The Lossless Semantic Tree: a compiler-accurate model of your code

Every codebase

Code isn’t text. Your tools read it that way.

Moderne sees tens of millions of repositories across its customers. The hard part was never finding a match. It’s finding every real one and changing it safely, everywhere at once.

Grep, the IDE, and an agent reading files all treat code as characters on a page. So every answer comes back approximate, and every tool re-derives the same understanding from scratch, file by file, run after run.

The compiler already knows far more. It knows the real type behind every symbol, what each call resolves to, and how your code connects to its dependencies. Capture that knowledge once and code stops being text. It becomes data you can query. Scroll down and we’ll descend from all of them to a single line to show what that takes.

Just text

Characters on a page know nothing.

The cheapest way to read code is as text, the way grep and ripgrep do. It runs fast and stays completely blind to what any of it means.

Search for a class name and you’ll hit comments, strings, and unrelated variables, while missing every place the same thing arrives under an alias, behind a factory, or through a parent class.

Text has no notion of a type, where a symbol is declared, or what a call resolves to. Across tens of millions of repositories, “probably these, give or take” is not an answer you can act on.

The syntax tree

A parse tree sees shape. Not meaning.

Parse that text into a tree of nested nodes (methods, ifs, calls) and you have an AST. It helps with highlighting and formatting, but it still doesn’t understand the code.

An AST knows this node is a constructor call. It does not know which class is being constructed, what that class extends, or whether the interface it ultimately implements governs a security check. There’s no symbol table, no resolved types, and no links across files, and the formatting is thrown away.

This is the trap: people see a syntax tree and call it “context.” It’s structure without meaning, and you can’t safely rewrite structure. To know what code does, you have to resolve it the way the compiler did when it built it.

The Lossless Semantic Tree

Everything the compiler knows.

The LST is your code as structured data, not text and not an AST. It’s a compiler-accurate model in which every symbol is resolved to the exact type it binds to.
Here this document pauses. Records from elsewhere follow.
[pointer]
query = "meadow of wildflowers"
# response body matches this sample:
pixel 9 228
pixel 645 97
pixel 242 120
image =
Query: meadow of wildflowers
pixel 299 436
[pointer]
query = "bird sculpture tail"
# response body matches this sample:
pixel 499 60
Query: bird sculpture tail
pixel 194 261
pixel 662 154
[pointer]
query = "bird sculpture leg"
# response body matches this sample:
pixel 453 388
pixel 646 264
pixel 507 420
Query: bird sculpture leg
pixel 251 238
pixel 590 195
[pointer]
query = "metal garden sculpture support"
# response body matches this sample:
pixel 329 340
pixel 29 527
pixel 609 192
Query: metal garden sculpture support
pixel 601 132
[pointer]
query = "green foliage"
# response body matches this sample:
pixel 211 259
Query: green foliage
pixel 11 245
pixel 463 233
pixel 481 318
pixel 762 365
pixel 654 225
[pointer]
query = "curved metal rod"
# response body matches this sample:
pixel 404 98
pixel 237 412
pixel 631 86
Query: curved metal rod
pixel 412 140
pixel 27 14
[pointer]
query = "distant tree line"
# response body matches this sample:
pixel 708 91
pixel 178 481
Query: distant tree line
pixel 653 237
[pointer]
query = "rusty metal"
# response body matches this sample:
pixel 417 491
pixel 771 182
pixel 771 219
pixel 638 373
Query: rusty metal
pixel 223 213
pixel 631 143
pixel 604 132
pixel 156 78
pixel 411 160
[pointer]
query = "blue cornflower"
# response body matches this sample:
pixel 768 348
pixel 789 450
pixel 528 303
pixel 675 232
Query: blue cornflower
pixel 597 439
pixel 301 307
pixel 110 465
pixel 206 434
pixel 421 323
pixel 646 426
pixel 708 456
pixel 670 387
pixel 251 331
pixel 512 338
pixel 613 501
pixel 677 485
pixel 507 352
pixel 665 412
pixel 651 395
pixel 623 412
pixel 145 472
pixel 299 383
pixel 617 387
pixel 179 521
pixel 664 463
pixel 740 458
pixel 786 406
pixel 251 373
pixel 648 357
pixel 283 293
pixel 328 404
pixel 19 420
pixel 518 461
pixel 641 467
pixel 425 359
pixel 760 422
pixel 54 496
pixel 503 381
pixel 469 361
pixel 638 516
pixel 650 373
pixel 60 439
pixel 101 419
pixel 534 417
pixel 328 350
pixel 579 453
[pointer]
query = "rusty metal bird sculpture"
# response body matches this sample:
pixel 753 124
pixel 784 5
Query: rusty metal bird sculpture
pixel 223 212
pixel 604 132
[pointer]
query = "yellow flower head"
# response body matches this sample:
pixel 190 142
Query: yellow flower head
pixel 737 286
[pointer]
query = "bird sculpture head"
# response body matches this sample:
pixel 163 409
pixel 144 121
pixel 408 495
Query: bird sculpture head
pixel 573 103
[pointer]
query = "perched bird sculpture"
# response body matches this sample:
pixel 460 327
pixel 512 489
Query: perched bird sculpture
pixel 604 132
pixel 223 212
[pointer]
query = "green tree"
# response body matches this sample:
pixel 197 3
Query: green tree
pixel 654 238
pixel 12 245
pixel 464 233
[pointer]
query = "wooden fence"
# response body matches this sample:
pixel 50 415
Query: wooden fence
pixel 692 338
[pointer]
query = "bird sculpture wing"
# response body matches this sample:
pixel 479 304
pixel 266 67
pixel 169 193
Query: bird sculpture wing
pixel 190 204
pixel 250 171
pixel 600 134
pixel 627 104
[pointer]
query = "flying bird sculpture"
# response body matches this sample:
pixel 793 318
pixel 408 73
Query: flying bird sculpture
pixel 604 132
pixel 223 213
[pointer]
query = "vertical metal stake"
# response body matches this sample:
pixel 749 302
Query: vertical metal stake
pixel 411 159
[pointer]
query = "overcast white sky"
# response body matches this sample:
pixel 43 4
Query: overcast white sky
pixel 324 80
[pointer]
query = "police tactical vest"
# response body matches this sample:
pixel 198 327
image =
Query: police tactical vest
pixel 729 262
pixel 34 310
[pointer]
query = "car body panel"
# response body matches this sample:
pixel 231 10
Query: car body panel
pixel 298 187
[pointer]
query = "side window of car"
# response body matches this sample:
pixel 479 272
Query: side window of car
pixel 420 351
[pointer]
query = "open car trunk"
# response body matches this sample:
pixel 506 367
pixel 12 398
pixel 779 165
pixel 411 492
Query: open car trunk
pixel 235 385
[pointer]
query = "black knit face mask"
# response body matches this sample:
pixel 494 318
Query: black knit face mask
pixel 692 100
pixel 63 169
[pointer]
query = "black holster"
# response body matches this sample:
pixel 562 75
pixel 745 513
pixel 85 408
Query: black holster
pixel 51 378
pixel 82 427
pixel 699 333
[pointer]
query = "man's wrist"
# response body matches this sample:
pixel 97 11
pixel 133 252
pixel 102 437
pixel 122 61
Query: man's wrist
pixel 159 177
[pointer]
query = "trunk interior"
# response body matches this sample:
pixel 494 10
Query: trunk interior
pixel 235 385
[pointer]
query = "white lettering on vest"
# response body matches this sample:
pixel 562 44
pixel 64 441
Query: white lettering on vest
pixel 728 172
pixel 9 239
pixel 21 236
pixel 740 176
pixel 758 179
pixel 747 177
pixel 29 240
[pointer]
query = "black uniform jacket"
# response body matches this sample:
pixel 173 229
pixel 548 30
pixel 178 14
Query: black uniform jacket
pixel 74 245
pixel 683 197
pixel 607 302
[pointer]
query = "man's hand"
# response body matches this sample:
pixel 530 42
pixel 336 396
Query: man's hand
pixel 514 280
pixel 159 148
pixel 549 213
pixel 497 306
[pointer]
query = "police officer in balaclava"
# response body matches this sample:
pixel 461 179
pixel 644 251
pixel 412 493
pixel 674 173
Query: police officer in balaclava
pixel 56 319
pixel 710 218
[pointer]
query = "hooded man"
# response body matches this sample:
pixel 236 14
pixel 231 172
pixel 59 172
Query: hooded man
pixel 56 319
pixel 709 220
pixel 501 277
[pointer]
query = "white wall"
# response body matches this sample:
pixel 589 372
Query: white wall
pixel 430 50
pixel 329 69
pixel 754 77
Each identifier ties back to its real declaration. Each call binds to the exact method, generics and overloads included. Each type resolves through the full inheritance graph, across your files, out into your dependencies, and down into the language runtime itself, whether that’s the JDK, the .NET base class library, or Python’s standard library. The model captures the types, the dependencies, and the relationships between them.

It also stays lossless. Formatting, comments, and structure are preserved, so an automated edit reads like a person wrote it. Built once and reused across the org, it becomes a queryable dataset the whole estate can be searched and rewritten against. Compiler-grade meaning with file-perfect fidelity is what makes change safe at scale.

One file

One line opens the door.

Down at a single file sits one ordinary-looking line: new AllowAllHostnameVerifier(). That one constructor call quietly switches off TLS hostname verification.

With that verifier in place, the application will accept a certificate issued for any host, which is exactly the gap a man-in-the-middle attack needs. It’s a real, legitimate class from Apache HttpClient, often dropped in to clear a certificate error during testing and never taken back out.

It compiles. It passes review. It looks deliberate. Nothing on the surface tells you this line is the open door, which is exactly why finding it across an entire estate takes more than a search for its name.

The LST follows the type

Four types deep to prove it.

The LST didn’t match a name. It followed the type. Proving this one line disables the check meant resolving four layers of inheritance, from the class in your code down to the runtime interface it ultimately implements.

AllowAllHostnameVerifier extends AbstractVerifier, which implements X509HostnameVerifier, which extends javax.net.ssl.HostnameVerifier, the JDK interface whose verify() is the check being neutralized.

That chain runs through your code, the library, and the JDK. Because the match is on meaning rather than text, one recipe finds this exposure in every variant across every repository, and the fix lands the same way every time.

One recipe runs everywhere

− return new AllowAllHostnameVerifier(); + return new DefaultHostnameVerifier();

The edit is precise and deterministic. A human reviews it once, then it lands across every repository that carries it.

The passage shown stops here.